South Carolina coach Susan Walvius said Newton is like a sponge and wants to absorb any and everything possible.

"She’s learning the role," Walvius said. "She is in our office all the time. She wants to see as much film that she can watch. She wants to understand everything that is going on. Whenever she comes out of the game, she wants to sit right next to the coaching staff so she can hear what is going on and hear the communication."

Add to the fact that injuries have played a factor and it’s amazing that Newton has been able to keep everything on an even keel. She suffered through multiple stress factures during preseason camp so Walvius and the Gamecocks training staff had to keep a watchful eye on her. Making sure Newton stayed healthy and got in enough work to learn a totally new position was a balancing act that all parties had to work on.

And during Friday’s 91-58 loss to Illinois, Newton suffered a knee injury that will be re-evaluated on Monday back in Columbia. She missed Sunday’s 82-66 victory over Florida Atlantic.

"Her work ethic has been nothing short of fantastic," Walvius said. "She’s overcome the injuries and has the mentality of doing whatever that will help the team in the long run. Typically that isn’t the mentality of a freshman."

Before the injury, Newton had started four of the first five games and averaged 4.8 points and three assists a game while only having 11 turnovers in those five contests. Newton came in known as a player that could shoot the basketball from anywhere on the floor and knowing when to shoot and when to set up her teammates has been a work in progress. In fact, she said the coaching staff has urged her to look for her shot a little more.

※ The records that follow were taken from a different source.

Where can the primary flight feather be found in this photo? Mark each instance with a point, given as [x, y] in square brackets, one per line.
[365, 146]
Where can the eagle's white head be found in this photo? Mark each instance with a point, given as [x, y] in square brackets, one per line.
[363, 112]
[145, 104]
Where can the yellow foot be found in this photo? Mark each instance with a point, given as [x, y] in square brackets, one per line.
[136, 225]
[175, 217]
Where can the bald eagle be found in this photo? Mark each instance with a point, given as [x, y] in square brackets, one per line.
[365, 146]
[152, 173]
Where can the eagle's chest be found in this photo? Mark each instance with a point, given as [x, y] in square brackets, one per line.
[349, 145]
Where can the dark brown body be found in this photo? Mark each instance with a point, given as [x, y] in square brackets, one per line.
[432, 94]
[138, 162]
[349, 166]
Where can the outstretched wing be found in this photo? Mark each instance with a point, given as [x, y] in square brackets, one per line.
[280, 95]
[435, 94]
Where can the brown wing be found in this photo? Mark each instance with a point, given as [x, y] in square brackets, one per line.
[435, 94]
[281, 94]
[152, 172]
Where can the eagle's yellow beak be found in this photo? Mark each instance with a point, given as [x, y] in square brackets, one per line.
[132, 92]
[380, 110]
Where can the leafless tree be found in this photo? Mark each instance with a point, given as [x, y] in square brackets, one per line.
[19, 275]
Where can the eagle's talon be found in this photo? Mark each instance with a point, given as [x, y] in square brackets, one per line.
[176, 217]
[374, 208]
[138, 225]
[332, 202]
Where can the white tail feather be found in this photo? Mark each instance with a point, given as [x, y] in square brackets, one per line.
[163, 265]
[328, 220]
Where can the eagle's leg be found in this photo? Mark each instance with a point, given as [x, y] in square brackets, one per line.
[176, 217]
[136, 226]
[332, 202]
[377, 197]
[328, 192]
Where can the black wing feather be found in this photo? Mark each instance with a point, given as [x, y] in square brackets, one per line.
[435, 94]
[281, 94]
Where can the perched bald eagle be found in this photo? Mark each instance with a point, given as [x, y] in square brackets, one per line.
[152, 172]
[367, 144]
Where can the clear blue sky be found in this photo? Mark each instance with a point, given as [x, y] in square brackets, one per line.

"At first I didn’t want to shoot at all," she joked. "I just tried to run the plays and not shoot ever. The coaches kept telling me that I could shoot whenever I had an open shot. The biggest adjustment has been trying to put that altogether and just play basketball and not think about so many things."

Newton said her family’s athletic background has played a role in her being able to make the move to such a demanding position. Her dad, Michael Newton, is the head football coach at West Hall High School and her mom, Karen, was an assistant coach on the Flowery Branch team until this season.

Both played sports on the collegiate level. Michael Newton played football at Austin Peay and Karen Newton played basketball at Tennessee Wesleyan College. Her brother Colby Newton currently plays basketball at North Georgia College.

There were many times her parents wouldn’t let the two siblings play against each other because the battles would turn physical and lead to fights.

She said that upbringing and toughness is the only way she knows how to attack any situation.

"My dad being a football coach has really helped me make the transition," Newton said. "Growing up and watching him coach and I think I am a lot like him. I have his same mentality. He taught me that you had to be tough and mentally strong. I’ve had to work on that more in college and he’s really helped me out with that."